L’année 2011 est décidément bien mauvaise pour la protection des mineurs en France ! Nous avions déjà trouvé le moyen de supprimer le Défenseur des enfants, institution dont la convention relative aux droits de l’enfant, justement, recommande la mise en place et qui se développe dans de nombreux pays. Aujourd'hui, c’est à la « casse » de la justice des mineurs et à la disparition de ses spécificités que l’on s’attelle, à rebours de ceux que font nos voisins, puisque la tendance chez certains, pourtant confrontés à des problèmes comparables, est plutôt à l’élargissement aux jeunes majeurs des procédures propres aux mineurs.

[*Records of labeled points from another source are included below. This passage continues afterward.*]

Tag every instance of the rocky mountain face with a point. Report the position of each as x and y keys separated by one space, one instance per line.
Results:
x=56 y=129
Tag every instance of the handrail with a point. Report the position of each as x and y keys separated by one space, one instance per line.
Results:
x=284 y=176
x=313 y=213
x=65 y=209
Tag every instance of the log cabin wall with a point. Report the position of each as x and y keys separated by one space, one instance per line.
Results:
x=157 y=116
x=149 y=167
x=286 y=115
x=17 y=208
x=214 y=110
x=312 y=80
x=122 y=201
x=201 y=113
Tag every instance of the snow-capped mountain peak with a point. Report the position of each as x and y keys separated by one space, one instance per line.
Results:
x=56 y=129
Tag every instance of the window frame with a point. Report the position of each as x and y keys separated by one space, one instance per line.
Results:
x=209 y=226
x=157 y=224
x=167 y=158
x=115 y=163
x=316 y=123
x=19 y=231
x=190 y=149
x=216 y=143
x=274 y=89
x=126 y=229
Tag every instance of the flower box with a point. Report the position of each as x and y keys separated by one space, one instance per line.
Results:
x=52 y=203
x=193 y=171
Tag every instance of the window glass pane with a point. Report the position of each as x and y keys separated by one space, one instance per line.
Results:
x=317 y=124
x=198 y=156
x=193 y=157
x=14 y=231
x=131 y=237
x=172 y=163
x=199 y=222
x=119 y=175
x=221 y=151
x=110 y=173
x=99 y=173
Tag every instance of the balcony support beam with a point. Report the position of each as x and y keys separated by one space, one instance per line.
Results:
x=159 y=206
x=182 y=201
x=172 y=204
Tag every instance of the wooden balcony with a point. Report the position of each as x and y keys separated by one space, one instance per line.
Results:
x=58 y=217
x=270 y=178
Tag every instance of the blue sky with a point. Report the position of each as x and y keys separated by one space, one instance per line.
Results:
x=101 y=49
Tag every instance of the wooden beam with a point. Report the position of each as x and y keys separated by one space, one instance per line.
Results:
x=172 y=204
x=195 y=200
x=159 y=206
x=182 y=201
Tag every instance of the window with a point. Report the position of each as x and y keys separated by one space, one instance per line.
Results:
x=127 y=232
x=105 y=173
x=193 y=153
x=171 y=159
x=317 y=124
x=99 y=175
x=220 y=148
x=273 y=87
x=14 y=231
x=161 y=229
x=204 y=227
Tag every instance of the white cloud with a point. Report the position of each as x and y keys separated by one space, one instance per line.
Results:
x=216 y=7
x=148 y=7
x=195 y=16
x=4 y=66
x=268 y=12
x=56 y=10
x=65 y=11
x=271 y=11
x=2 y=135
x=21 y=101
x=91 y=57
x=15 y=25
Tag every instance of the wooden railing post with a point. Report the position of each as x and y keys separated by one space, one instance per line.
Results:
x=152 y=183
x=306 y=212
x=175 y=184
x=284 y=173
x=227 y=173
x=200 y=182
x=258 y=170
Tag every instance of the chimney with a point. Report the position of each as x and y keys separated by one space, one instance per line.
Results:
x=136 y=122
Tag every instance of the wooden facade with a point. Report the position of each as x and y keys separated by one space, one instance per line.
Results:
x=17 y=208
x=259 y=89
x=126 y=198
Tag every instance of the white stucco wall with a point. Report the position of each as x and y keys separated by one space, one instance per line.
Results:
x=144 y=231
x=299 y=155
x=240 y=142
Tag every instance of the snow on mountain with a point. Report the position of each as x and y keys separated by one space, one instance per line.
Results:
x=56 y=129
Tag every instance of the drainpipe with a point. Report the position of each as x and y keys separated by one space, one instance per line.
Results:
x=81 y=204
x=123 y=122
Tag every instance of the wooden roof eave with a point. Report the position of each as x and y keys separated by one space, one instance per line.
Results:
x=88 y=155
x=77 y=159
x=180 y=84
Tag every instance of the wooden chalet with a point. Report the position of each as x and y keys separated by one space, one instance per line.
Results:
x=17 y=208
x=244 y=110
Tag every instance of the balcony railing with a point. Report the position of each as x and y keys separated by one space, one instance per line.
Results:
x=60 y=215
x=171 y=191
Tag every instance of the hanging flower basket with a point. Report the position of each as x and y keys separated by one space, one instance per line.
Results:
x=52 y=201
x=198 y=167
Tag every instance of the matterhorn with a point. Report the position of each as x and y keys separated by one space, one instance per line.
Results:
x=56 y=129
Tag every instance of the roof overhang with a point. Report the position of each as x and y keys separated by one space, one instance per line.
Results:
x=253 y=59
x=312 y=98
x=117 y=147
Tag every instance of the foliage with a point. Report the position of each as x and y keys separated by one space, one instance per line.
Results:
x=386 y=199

L’UNICEF, on le sait, a manifesté son opposition au présent projet de loi. Vérifions, mes chers collègues, si les recommandations de cette organisation, que l’on ne peut qualifier de politique, ont été suivies.
« Éviter une stigmatisation des jeunes » ?... Raté !

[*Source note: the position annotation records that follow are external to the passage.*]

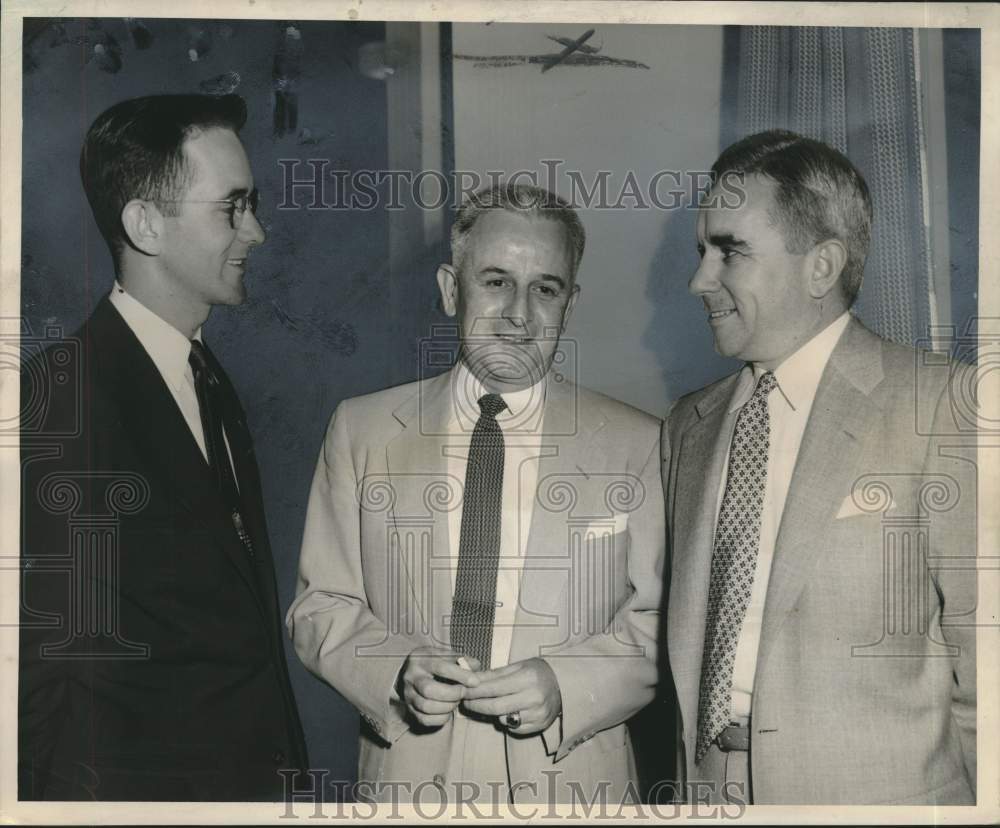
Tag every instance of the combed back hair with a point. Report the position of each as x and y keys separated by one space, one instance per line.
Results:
x=818 y=195
x=135 y=149
x=517 y=198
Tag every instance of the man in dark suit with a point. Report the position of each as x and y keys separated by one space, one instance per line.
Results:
x=151 y=662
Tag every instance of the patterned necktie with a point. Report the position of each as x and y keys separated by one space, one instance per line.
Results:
x=207 y=388
x=734 y=559
x=474 y=604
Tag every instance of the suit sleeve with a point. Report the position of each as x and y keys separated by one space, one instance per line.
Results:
x=953 y=556
x=608 y=677
x=330 y=617
x=46 y=594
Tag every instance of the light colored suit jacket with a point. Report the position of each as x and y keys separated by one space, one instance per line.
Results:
x=865 y=685
x=375 y=581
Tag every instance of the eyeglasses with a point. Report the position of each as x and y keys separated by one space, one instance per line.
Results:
x=238 y=205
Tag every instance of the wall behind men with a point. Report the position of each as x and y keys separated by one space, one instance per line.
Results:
x=652 y=118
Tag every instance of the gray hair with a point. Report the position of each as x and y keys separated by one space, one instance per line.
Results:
x=526 y=198
x=819 y=194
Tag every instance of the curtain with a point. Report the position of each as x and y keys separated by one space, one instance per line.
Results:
x=856 y=89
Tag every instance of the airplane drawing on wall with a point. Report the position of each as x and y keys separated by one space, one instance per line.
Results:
x=576 y=52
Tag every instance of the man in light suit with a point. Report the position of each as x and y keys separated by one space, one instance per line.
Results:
x=483 y=550
x=820 y=514
x=151 y=658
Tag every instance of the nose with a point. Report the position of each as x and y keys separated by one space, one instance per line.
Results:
x=251 y=230
x=518 y=308
x=704 y=279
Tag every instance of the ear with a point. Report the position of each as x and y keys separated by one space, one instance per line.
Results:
x=448 y=285
x=826 y=264
x=573 y=296
x=143 y=225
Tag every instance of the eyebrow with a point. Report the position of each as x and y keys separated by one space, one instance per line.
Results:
x=547 y=277
x=237 y=191
x=728 y=240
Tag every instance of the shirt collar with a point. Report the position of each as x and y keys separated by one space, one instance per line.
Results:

Il faut dire que, depuis cinq ans, le Gouvernement et sa majorité ne cessent de montrer du doigt les jeunes, et même les tout jeunes, dès l’âge de trois ans !
« Préférer le terme “enfant” à celui de “mineur” » ?... Raté !
« Considérer les mineurs “dangereux” d’abord comme des enfants en danger » ?... Raté !
« Défendre les grands principes de l’ordonnance » et, surtout, « préserver son esprit » ?... Raté !
Même si vous prétendez conserver à la justice des mineurs ses spécificités, monsieur le ministre, comment pouvez-vous en préserver l’esprit dès lors que vous vous éloignez des principes qui la fondent en cassant l’unité entre le juge des enfants et le tribunal pour enfants et en créant, en plus, un tribunal correctionnel pour mineurs semblable au tribunal correctionnel des majeurs ?
« Fixer l’âge de la responsabilité pénale au-dessus du seuil de l’inacceptable » ?... Raté ! La majorité des pays européens ont fixé l’âge de la responsabilité pénale à quatorze ans ou plus.
« Défendre une justice spécialisée jusqu’à 18 ans » ?... Raté ! Vous vous apprêtez à retourner au droit commun, donc non spécifique, à partir de l’âge de seize ans.
« Déployer les moyens nécessaires » ?... Raté ! Il suffit de voir la misère à laquelle est confrontée la PJJ, par exemple, mais nous aurons l’occasion de reparler de cette question.
« Soutenir les parents plutôt que les accabler » ? … Raté ! Vous faites même tout le contraire ! On n’arrête pas de les culpabiliser ! Et certains s’insurgent même contre ceux qui vivent de l’assistance…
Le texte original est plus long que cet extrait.